Weekly Inflation Outlook: Bean Loaf Ahead?

 | Aug 15, 2022 04:53

  • CPI report was a positive surprise, but Median CPI rose at a 6.3%
  • Surprise caused by large moves in small ‘tail’ items rather than a broad lessening of pressures
  • More stories about how great wage and price controls are raising concerns
  • Last week, the stock market celebrated the soft CPI print, which surprised long-suffering forecasters on the downside for a change with a flat month-on-month (mom) print on the headline figure and only +0.3% on core CPI. Nostalgia requires me to note that we used to think of a 0.3% core print as a rare outlier on the high side: from 2008 through 2009, there were exactly six such prints and not a single one higher than that. Now, we consider this a major triumph and the stock market loved it.

    There is a little clue in the fact that the bond market did not seem to regard it with such enthusiasm, with yields ending the week about where they started it. There is another clue in the fact that Median CPI rose 0.525% mom, which is still a 6.3% annual rate.

    There are two ways that a weighted average can decline. One way is that some little parts of the average can move lower by a lot, leaving the rest of the distribution unchanged but lowering the average mechanically since a small category with a large move is mathematically as important as a large category moving a little.
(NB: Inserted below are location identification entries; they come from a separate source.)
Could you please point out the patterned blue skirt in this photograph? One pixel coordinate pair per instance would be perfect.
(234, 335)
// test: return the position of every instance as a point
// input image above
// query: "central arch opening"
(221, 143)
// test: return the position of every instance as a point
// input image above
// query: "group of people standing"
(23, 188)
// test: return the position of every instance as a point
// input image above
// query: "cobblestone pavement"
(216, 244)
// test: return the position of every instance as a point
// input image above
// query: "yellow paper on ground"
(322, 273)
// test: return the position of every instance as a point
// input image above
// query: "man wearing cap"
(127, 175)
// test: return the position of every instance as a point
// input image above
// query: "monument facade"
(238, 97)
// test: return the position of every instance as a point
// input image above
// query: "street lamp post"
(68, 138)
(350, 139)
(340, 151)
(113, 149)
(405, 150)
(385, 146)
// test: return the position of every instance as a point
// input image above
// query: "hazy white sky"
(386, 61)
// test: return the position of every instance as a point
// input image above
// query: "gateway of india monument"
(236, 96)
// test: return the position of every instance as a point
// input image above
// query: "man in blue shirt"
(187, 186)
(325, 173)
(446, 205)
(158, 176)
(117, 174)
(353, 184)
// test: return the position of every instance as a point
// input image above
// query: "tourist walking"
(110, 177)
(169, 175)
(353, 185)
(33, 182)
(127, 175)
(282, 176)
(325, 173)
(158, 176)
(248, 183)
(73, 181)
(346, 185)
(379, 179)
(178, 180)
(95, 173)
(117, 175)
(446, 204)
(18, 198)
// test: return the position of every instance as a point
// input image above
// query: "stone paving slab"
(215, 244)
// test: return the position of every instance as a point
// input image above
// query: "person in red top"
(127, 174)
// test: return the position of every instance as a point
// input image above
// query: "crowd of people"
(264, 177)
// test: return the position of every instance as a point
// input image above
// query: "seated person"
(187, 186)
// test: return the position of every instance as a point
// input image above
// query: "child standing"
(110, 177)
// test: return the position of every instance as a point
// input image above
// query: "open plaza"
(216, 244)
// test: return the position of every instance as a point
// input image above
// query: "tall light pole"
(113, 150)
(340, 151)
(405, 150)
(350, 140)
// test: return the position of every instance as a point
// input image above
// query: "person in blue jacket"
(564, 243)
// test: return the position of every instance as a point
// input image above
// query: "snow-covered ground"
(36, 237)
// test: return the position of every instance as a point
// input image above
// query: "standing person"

The other way is that most categories can shift together to a lower level.

    One of the ways you diagnose such a thing is to look at the difference between the average (such as core CPI) and the median. In the second sort of movement I mentioned, average and median would both move similarly. In the first, the average would move but not the median. And that is just what happened. So within three or four minutes, we were pretty confident that the CPI miss was not quite the watershed event that we had been hoping for (these things generally take equity guys a little longer; they’ll figure it out by this Tuesday or so).

    The chart illustrates the point. It shows (for core categories only, so no food nor energy) the weights of various categories on the x-axis, and the 1-month percentage change for July on the y-axis. You can see that most categories still rose on the month—in fact, about 60% of the weight in the CPI basket rose more than 0.5%, down from 70% last month (but prior to 2020, that number was about 20% most months). But a few small categories showed very large negative changes and that brought the whole number down.